315.000 "Don't smoke"-Unterstützer zum Start von Woche zwei

22.02.2018 - 18:57
Regierung will kein generelles Rauchverbot in der Gastronomie© APA (Fohringer)Regierung will kein generelles Rauchverbot in der Gastronomie

Das "Don't smoke"-Volksbegehren ist am Donnerstag in die zweite Woche der Unterstützungserklärungsphase gestartet und hat die nächste markante Zahl von 300.000 Unterschriften übersprungen. Am frühen Nachmittag hatten knapp 315.000 Personen unterzeichnet, berichtete die Ärztekammer Wien auf APA-Anfrage. Computerprobleme waren den Organisatoren dabei "heute nicht bekannt", sagte ein Sprecher.

Unterdessen haben auch Ex-Bundespräsident Heinz Fischer und seine Frau Margit unterzeichnet, berichtete die Initiative "Don't smoke" auf ihrer Facebook-Seite. Er habe das Volksbegehren "mit der Überzeugung unterschrieben, dass es einen klugen und sinnvollen Beitrag zur Gesundheit der Österreicherinnen und Österreicher darstellt. Es ist unserer Meinung nach nicht zu viel verlangt, ein gutes, auf breiter Basis beschlossenes Gesetz unangetastet zu lassen und nicht aufzuheben", schrieb Fischer in einem Brief an den Präsidenten der Ärztekammer Wien, Thomas Szekeres.

Der Ansturm auf die Abgabe der Unterstützungserklärungen scheint noch längere Zeit anzudauern. Bei der Ärztekammer meldeten sich weiterhin Personen, die sich derzeit im Ausland aufhalten, und hofften, ihre Stimme auch noch später abgeben zu können. Die Initiatoren hatten bereits angekündigt, die Phase der Unterstützungserklärungen mehrere Wochen lang laufen zu lassen. Die bisher abgegebenen Stimmen zählen später auch für das eigentliche Volksbegehren.

Die Möglichkeit zur Eintragung war in der Vorwoche am Donnerstag gestartet worden. Am Samstagabend wurde bereits die Hürde von 100.000 Unterschriften überschritten, ab der ein Volksbegehren im Parlament behandelt werden muss. Für die formale Einleitung des Volksbegehrens waren 8.401 Unterstützungserklärungen notwendig. Ziel von "Don't smoke" ist die Beibehaltung des ab Mai geltenden Gesetzes für ein Rauchverbot in der Gastronomie, das die schwarzblaue Regierung in den kommenden Wochen kippen will.

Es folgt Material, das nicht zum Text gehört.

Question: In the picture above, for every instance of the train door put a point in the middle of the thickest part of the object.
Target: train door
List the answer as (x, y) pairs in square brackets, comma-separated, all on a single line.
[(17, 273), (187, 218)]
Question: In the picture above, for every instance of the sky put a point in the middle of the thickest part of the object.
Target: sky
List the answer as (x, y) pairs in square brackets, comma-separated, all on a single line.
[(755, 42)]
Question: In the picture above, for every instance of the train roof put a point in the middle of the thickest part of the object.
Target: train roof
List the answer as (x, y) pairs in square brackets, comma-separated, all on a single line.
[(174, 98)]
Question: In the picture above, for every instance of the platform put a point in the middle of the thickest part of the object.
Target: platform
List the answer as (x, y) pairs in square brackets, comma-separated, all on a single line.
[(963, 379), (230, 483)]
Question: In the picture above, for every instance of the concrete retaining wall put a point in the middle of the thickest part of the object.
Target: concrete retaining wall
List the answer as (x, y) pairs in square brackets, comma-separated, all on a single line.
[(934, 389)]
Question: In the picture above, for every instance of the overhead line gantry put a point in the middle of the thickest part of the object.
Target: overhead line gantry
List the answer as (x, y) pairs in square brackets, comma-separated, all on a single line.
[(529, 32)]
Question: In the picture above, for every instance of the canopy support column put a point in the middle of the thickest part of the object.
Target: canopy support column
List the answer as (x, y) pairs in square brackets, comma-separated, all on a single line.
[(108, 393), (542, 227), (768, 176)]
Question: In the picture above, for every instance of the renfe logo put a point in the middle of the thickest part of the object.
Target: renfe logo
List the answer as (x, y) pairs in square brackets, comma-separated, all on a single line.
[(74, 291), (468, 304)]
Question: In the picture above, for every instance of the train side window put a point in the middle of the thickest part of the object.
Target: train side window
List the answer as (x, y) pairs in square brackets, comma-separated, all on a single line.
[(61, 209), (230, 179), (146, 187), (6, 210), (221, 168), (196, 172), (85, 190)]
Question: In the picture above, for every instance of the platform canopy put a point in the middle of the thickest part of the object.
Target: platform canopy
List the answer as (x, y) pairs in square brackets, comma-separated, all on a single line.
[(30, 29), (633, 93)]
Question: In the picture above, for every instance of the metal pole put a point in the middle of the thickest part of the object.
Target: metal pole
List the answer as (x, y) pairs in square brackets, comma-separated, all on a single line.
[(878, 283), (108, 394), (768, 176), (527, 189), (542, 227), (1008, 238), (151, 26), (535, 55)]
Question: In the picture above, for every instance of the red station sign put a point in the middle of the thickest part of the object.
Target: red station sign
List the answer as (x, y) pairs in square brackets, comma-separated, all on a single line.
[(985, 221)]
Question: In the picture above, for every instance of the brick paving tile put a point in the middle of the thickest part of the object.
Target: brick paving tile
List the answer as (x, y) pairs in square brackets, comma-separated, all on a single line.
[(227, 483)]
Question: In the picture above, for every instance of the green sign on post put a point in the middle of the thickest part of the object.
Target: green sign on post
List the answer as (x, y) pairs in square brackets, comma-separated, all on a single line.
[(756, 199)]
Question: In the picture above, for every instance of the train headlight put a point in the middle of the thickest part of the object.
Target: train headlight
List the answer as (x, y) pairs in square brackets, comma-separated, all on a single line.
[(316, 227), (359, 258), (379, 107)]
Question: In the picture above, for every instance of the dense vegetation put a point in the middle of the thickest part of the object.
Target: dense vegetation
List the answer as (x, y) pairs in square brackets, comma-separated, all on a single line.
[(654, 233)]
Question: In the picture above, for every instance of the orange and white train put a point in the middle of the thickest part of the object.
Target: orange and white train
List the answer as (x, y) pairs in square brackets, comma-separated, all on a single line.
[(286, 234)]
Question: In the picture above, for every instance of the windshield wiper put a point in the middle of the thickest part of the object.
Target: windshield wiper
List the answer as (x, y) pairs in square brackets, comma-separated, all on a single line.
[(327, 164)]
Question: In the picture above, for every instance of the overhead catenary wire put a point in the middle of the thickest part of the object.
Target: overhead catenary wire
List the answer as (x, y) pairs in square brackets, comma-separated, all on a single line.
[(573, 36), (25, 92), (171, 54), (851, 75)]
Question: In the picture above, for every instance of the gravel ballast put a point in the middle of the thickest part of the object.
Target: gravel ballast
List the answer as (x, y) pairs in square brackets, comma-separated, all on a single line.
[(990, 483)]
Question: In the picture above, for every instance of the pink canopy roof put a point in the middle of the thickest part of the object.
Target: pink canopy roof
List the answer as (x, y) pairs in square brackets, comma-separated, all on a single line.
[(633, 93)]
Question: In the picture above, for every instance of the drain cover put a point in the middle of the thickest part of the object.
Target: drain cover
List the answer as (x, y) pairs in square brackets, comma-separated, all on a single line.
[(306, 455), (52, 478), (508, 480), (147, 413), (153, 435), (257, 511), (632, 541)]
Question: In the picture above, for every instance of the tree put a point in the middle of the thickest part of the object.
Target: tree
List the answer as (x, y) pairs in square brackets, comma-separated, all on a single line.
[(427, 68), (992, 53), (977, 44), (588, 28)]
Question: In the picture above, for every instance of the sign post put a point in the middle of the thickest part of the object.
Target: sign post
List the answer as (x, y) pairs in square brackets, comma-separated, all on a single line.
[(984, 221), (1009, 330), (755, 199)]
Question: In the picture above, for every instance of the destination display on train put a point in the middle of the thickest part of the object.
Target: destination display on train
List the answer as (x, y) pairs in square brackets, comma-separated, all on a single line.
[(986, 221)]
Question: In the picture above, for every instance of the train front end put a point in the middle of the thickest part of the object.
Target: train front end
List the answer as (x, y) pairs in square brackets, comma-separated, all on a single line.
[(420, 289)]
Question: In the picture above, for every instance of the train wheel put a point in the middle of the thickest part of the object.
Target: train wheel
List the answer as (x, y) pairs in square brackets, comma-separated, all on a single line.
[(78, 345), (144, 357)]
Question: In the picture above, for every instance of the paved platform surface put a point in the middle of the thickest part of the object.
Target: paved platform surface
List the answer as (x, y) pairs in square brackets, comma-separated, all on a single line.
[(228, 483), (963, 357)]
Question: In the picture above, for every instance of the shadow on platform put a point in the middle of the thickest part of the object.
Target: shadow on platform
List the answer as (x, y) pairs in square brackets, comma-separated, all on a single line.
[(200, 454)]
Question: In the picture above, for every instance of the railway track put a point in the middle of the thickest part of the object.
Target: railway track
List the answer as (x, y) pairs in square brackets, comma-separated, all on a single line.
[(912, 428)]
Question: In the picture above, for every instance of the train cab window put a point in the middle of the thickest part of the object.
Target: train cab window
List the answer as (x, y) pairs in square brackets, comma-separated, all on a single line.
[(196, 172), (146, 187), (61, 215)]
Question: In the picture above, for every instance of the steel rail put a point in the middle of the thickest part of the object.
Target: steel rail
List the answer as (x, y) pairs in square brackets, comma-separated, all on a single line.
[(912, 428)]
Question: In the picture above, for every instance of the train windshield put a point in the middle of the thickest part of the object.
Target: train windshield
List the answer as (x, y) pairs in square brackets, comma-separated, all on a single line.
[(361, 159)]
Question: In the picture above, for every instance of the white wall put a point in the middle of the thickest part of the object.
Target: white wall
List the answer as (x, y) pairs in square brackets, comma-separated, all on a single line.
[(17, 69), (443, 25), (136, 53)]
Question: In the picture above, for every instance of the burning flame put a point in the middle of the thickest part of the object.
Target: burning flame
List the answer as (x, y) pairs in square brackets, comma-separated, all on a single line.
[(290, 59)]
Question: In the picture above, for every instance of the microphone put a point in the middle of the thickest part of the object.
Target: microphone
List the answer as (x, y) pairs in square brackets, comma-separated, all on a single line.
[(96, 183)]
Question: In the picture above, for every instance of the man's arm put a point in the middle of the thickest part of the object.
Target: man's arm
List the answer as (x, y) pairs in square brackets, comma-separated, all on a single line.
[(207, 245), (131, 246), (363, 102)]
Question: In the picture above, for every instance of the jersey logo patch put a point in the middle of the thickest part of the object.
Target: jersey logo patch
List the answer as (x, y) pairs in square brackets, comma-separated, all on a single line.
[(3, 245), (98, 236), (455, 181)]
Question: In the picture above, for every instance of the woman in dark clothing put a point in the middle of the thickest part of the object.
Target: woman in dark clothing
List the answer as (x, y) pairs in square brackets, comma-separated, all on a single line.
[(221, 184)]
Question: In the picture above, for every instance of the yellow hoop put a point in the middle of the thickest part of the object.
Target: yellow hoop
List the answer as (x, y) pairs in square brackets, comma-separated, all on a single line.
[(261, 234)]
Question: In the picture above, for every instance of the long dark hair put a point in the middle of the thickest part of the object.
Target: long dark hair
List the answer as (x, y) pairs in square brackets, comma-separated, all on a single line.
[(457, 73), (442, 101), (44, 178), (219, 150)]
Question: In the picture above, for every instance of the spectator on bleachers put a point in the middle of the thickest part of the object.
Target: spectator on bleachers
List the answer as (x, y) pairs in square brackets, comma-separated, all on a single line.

Das Volksbegehren sorgte unterdessen weiterhin für zahlreiche Neuanmeldungen bei der Handy-Signatur-Anwendung. Wurden etwa am 25. Jänner, einem "normalen" Tag, 2.800 Aktivierungen beantragt, waren es zum Start der Unterstützungsabgabe am 15. Februar 3.700 und am 19. Februar sogar mehr als 6.000, berichtete das Wiener Unternehmen A-Trust. Mit der Handy-Signatur können nicht nur Behördenwege online erledigt, sondern auch sämtliche digitale Unterlagen wie Kaufverträge oder Rechnungen unterschrieben werden.

Landwirtschaftsministerin Elisabeth Köstinger (ÖVP) stellte am Donnerstagabend einen Meinungsschwenk in Sachen Rauchverbot in Abrede und betonte, zur Vereinbarung mit der FPÖ zu stehen. "Wir stehen zu den Vereinbarungen, die wir im Koalitionsvertrag getroffen haben", sagte Köstinger in einer Stellungnahme gegenüber der APA.

Angesichts des starken Zulaufs zum Volksbegehren gegen die Aufhebung des Rauchverbots in der Gastronomie hatte Köstinger zuvor gesagt, "dass man über den Volkswillen nicht hinweggehen kann und das auch nicht soll". Damit habe sie lediglich zum Ausdruck bringen wollen, dass das Volksbegehren im Parlament behandelt werden müsse wie jedes andere auch, so die Ministerin.